The attack was carefully prepared. It did not rely on brute force; it was built on people's trust in a familiar tool. They saw a familiar interface, checked the amount, and clicked confirm. And that is exactly what worked against the exchange.

Bybit became a reminder for the entire market that security is not a single setting or a single tool. It is a system that has to work every day. What matters is who signs operations and how, how many layers of verification a transfer passes through, how suspicious addresses are tracked, who has access to critical actions, and what happens when something does not go according to plan.

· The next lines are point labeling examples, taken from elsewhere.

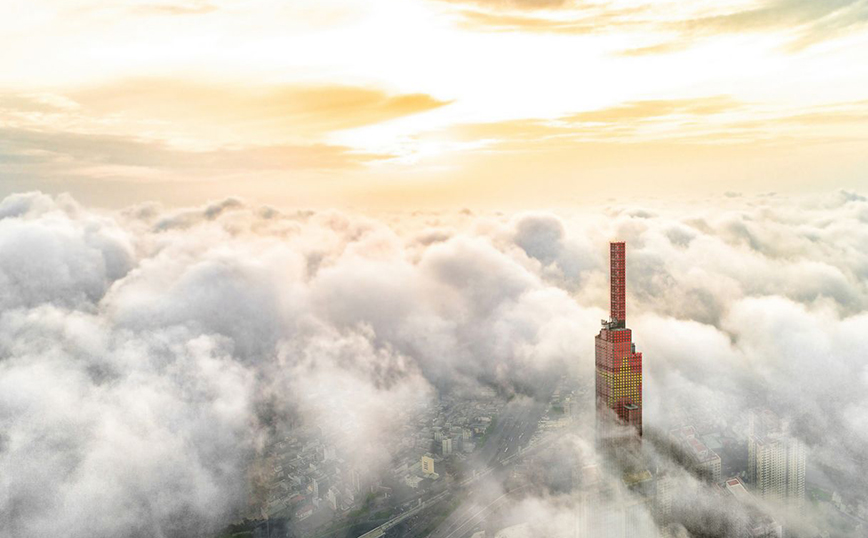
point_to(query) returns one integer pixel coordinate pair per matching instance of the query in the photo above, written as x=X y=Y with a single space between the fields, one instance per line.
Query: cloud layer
x=146 y=354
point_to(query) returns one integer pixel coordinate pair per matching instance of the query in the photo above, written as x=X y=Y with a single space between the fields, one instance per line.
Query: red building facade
x=618 y=365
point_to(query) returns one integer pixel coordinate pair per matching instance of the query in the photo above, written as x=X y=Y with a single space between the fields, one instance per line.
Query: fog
x=147 y=355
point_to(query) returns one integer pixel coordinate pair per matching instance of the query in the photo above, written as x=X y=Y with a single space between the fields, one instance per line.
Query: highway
x=515 y=426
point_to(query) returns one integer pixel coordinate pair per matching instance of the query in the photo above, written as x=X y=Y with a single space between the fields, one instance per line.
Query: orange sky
x=405 y=103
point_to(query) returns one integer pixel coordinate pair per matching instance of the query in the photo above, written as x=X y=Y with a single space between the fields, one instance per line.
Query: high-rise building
x=704 y=460
x=776 y=460
x=618 y=364
x=427 y=465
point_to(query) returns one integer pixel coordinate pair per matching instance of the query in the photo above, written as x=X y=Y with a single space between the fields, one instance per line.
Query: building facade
x=618 y=364
x=776 y=461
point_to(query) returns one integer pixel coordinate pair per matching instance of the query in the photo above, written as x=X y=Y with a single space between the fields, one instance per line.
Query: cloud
x=147 y=356
x=149 y=129
x=804 y=22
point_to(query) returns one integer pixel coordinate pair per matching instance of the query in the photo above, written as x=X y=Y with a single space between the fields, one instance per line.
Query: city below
x=465 y=460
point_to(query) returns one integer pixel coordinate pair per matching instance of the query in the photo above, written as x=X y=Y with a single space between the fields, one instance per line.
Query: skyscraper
x=618 y=365
x=776 y=460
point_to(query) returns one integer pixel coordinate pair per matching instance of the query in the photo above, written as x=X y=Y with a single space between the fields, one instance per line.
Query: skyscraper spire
x=616 y=278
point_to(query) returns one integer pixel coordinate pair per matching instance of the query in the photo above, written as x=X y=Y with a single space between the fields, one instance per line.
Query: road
x=515 y=426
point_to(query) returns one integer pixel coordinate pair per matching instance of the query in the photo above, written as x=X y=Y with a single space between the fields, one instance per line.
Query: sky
x=431 y=103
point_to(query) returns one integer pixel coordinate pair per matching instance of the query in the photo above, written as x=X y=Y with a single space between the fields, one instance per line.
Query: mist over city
x=172 y=372
x=434 y=269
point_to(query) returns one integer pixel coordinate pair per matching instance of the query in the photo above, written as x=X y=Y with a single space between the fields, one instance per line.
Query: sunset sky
x=416 y=103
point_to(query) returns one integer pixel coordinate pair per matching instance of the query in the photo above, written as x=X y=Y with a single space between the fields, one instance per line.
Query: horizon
x=337 y=269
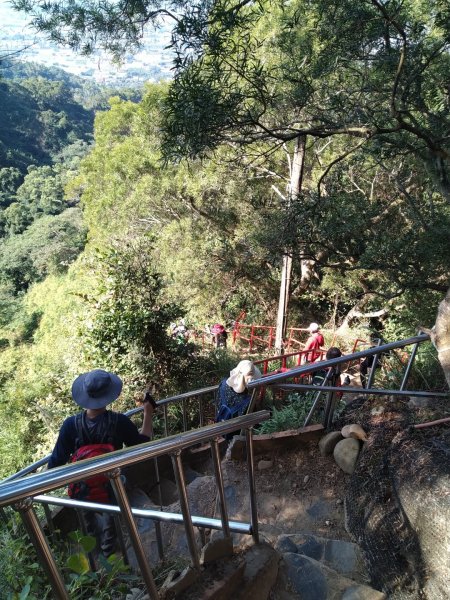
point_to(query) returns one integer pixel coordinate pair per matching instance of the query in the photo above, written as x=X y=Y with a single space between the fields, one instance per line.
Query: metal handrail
x=21 y=493
x=45 y=481
x=267 y=381
x=325 y=364
x=159 y=403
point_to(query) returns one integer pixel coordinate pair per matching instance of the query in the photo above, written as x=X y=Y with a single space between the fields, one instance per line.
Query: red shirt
x=313 y=343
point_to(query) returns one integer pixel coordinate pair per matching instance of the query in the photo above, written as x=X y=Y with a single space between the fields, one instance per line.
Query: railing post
x=220 y=488
x=412 y=356
x=183 y=404
x=202 y=415
x=270 y=338
x=251 y=484
x=184 y=505
x=373 y=369
x=45 y=556
x=84 y=531
x=166 y=427
x=127 y=516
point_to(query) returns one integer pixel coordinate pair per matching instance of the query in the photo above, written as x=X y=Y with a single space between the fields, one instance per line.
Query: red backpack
x=90 y=444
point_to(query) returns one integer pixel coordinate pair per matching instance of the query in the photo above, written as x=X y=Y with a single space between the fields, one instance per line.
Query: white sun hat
x=241 y=375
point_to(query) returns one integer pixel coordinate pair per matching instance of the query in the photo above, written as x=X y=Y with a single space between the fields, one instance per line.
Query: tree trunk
x=295 y=187
x=440 y=335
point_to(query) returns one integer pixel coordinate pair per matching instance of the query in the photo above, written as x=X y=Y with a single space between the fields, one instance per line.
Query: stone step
x=303 y=578
x=343 y=557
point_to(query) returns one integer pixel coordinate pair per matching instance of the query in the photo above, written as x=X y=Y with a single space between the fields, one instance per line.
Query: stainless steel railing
x=22 y=493
x=164 y=403
x=278 y=380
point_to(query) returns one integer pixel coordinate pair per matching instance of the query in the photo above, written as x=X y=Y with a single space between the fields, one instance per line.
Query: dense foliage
x=368 y=228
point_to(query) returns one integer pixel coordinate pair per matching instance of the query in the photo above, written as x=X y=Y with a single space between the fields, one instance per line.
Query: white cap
x=245 y=372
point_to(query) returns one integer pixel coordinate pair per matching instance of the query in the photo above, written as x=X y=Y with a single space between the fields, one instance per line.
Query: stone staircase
x=302 y=567
x=285 y=565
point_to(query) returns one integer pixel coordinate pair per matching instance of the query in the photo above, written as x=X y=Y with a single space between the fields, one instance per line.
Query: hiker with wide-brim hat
x=92 y=432
x=233 y=394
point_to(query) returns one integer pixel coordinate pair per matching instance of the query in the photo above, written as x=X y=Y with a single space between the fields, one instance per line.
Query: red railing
x=286 y=361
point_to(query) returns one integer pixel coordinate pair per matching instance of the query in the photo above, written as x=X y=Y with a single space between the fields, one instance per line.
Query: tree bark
x=295 y=187
x=440 y=335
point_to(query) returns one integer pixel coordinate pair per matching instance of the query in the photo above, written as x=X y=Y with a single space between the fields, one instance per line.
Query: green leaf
x=78 y=563
x=88 y=543
x=25 y=591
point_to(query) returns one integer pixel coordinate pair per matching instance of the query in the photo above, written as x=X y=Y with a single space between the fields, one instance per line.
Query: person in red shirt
x=313 y=344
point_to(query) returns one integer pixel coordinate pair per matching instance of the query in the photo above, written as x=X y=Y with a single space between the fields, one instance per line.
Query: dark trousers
x=102 y=527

What the Largest Crypto Hacks Have in Common

The details of all these stories differ. In some cases there were storage problems. In others, a vulnerability in the code. Elsewhere, an attack on a bridge. Elsewhere still, a compromise of access or of the signing process.

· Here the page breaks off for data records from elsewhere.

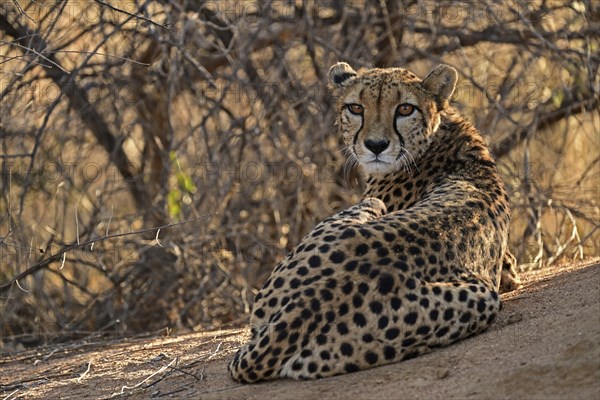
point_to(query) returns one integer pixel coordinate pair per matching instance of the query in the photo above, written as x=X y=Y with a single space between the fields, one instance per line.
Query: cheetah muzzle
x=416 y=265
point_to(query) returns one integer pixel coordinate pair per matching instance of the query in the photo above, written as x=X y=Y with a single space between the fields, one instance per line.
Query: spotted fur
x=416 y=265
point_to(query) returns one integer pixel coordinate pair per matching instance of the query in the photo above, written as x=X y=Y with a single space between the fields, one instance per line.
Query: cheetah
x=416 y=265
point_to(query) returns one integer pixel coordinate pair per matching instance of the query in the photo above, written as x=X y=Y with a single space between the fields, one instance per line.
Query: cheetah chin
x=416 y=265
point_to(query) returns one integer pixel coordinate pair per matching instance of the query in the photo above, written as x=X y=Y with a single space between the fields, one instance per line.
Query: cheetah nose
x=377 y=146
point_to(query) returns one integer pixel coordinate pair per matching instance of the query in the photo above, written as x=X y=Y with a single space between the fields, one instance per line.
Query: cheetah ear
x=441 y=81
x=340 y=74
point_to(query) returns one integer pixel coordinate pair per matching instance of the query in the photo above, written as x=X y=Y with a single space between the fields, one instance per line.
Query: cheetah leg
x=264 y=356
x=509 y=278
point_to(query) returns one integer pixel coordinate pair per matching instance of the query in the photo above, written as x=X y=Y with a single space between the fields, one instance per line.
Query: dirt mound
x=546 y=344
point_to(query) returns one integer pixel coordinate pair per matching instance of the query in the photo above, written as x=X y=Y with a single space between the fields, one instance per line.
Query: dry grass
x=121 y=118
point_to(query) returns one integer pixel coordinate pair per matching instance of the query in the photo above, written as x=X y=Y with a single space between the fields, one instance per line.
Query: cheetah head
x=388 y=116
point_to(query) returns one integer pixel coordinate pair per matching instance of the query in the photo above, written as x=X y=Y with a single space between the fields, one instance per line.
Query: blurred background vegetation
x=211 y=121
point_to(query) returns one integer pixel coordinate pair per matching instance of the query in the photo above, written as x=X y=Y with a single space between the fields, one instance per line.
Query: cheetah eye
x=404 y=110
x=356 y=109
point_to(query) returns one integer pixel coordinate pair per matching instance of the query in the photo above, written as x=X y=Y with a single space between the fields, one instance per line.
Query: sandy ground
x=545 y=345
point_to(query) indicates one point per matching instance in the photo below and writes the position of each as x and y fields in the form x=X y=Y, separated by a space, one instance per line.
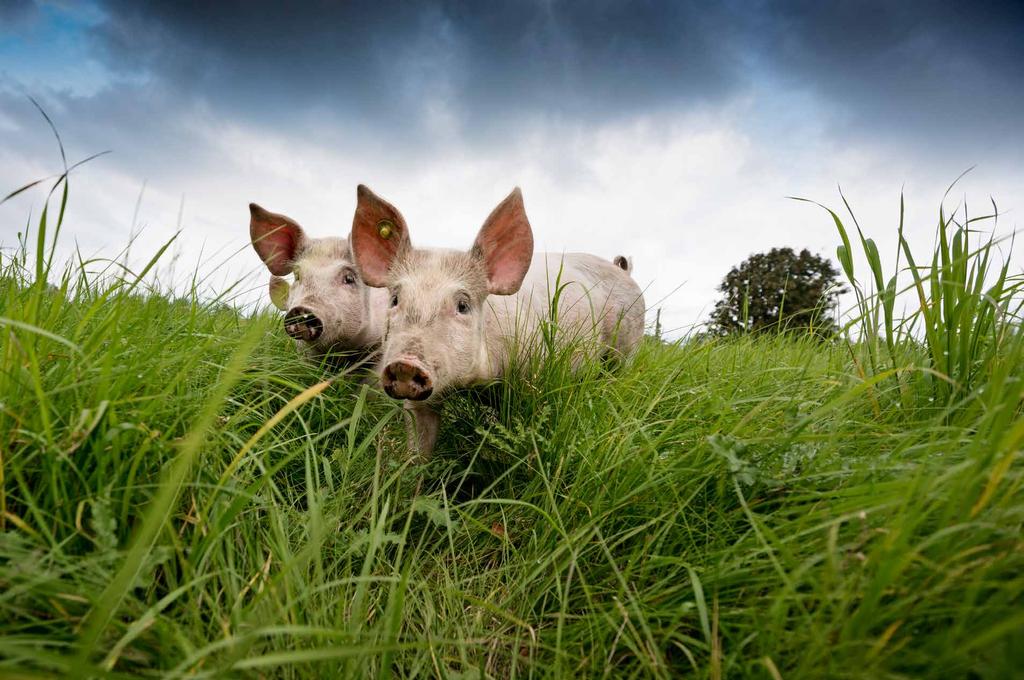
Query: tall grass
x=182 y=496
x=968 y=305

But the underlying logic repeats. Major hacks most often occur where three factors converge: a lot of money, complex infrastructure, and at least one weak link. That link may be a private key, a smart contract, an employee, an admin panel, an interface, a hot wallet, or an inattentive user.

This is why security in crypto cannot be reduced to the single phrase "the blockchain is reliable." The blockchain itself may work correctly, yet a user can still lose money by entering the wrong address, following a phishing link, or entrusting assets to a service that lacks proper control procedures.

How Users Can Reduce Their Risks

The good news is that a user does not need to become a cybersecurity specialist to reduce the basic risks. Following a few rules of financial hygiene is enough.

  • Do not keep all your assets in one place. There is a golden rule in the crypto industry: "Not your keys, not your coins." When your funds are kept on an exchange, you do not fully control them from a technical point of view. What you see on the screen is essentially an entry in the exchange's internal database, a promise that the platform owes you those assets and will return them when you request a withdrawal. If the exchange is hacked, frozen by regulators, or goes bankrupt, as happened with Mt. Gox, that promise may suddenly become very hard to enforce. Exchanges are convenient for everyday transactions, conversions, and trading. But for long-term storage of large amounts, a personal wallet is safer, provided that only you control the private keys.
  • Always check the address before a transfer. Pay particular attention to the first and last characters. For a large operation, it is better to first send a small test amount.
  • Use two-factor authentication through an app, not just SMS. App-based codes are significantly harder for attackers to intercept than text messages.
  • Do not follow links from random messages. Do not trust a "support team" that contacts you first in private messages and urgently asks you to confirm something.
  • Be careful with new DeFi protocols and bridges. High yields, an attractive interface, and an active Telegram chat are no substitute for an audit, a track record, and a clear security model.